Otages au Nigeria : un appel des proches

Les proches en France des sept membres d’une même famille qui entament leur 3e mois de captivité au Nigeria, après leur enlèvement au Cameroun par le groupe islamiste Boko Haram, leur demandent de "tenir", jugeant que "tout est réellement fait pour les revoir très vite". "On les croit forts. On leur demande de tenir, d’être forts. C’est une épreuve terrible", ont déclaré aujourd’hui sur la radio RTL Nicolas Moulin-Fournier et Romain Striffling, respectivement le frère du père Tanguy Moulin-Fournier, et celui de la mère, Albane. "Nous pensons que tout est réellement fait pour les revoir très vite", ont-ils ajouté.

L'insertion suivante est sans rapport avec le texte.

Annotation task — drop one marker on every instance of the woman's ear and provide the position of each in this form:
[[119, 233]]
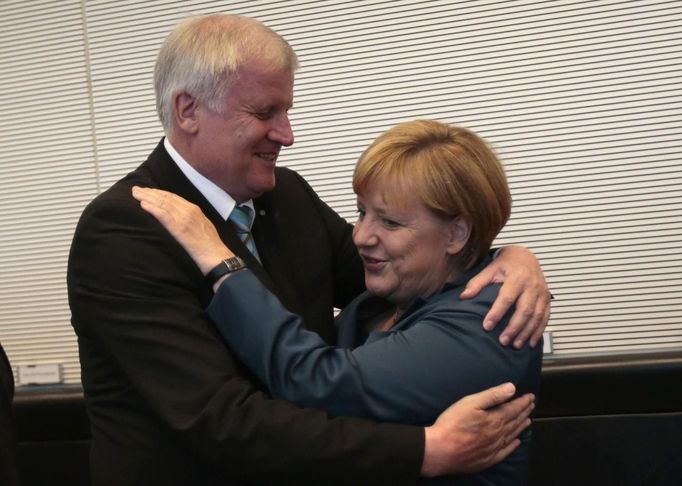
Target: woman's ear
[[185, 108], [460, 229]]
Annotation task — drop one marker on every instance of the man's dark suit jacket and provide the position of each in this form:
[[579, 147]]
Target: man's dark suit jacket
[[167, 401], [8, 465]]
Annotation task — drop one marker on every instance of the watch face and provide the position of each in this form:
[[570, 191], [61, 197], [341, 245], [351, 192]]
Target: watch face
[[234, 263]]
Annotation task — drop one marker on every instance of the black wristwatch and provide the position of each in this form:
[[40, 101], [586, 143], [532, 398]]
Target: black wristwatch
[[228, 265]]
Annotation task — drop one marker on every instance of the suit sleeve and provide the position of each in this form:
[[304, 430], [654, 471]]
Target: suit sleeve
[[135, 293], [410, 375]]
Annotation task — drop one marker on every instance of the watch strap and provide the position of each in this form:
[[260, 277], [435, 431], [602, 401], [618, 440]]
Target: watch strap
[[228, 265]]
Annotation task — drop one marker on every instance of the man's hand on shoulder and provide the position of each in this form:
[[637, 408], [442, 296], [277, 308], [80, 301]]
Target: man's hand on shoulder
[[476, 432], [523, 284]]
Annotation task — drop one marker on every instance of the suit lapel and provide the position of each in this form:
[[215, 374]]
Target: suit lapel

Cette famille d’expatriés -le père, la mère et leurs quatre garçons de 5 à 12 ans-, qui résidait depuis 2011 à Yaounde où le père est employé de GDF Suez, a été enlevée le 19 février dans le nord du Cameroun où elle était allée visiter un parc national. Cyril Moulin-Fournier, autre frère de Tanguy, qui vit en Espagne, les avait rejoints pour des vacances.

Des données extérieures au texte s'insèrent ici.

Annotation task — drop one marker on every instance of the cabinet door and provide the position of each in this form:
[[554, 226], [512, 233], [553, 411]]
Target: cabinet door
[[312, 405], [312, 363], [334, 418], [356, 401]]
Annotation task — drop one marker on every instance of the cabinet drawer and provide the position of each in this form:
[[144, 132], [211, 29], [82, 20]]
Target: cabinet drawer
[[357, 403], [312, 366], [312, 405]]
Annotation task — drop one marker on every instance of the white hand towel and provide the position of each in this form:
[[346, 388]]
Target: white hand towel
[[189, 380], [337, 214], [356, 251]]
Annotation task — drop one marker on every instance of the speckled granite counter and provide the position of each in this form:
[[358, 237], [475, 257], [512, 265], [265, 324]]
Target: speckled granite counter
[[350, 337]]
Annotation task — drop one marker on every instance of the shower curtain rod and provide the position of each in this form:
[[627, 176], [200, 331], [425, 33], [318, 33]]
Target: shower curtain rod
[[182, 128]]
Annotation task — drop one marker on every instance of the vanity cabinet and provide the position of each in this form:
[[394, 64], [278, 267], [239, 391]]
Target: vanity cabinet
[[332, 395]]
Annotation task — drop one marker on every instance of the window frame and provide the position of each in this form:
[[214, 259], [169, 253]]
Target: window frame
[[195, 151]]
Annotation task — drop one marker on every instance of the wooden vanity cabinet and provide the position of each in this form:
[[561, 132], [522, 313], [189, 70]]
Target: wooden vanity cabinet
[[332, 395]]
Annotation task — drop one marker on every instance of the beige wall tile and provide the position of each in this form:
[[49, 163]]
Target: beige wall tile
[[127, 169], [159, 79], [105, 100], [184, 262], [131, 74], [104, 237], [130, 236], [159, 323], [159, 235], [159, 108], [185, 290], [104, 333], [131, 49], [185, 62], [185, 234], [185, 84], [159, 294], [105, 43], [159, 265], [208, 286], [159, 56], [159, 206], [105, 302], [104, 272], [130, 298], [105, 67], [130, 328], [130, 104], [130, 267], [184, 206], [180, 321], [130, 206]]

"Nous souhaiterions que le sujet reste un vrai sujet, au quotidien, d’actualité pour nos autorités, qu’elles s’occupent avec la même intensité, comme elles l’ont fait jusqu’à présent, de cette affaire", ont encore dit les deux oncles. "Nous faisons confiance aux autorités, nous n’avons pas le choix et je crois qu’il n’y a qu’elles qui peuvent se positionner et agir pour la libération de notre famille", ont-ils affirmé. "Quand ça a commencé, mon sentiment était que ça durerait quelques jours, le constat d’aujourd’hui, c’est que ça fait deux mois", a dit l’un d’eux. Ils ont décrit une épreuve "difficile à porter au quotidien, avec des moments de pleine conscience et des moments d’angoisse".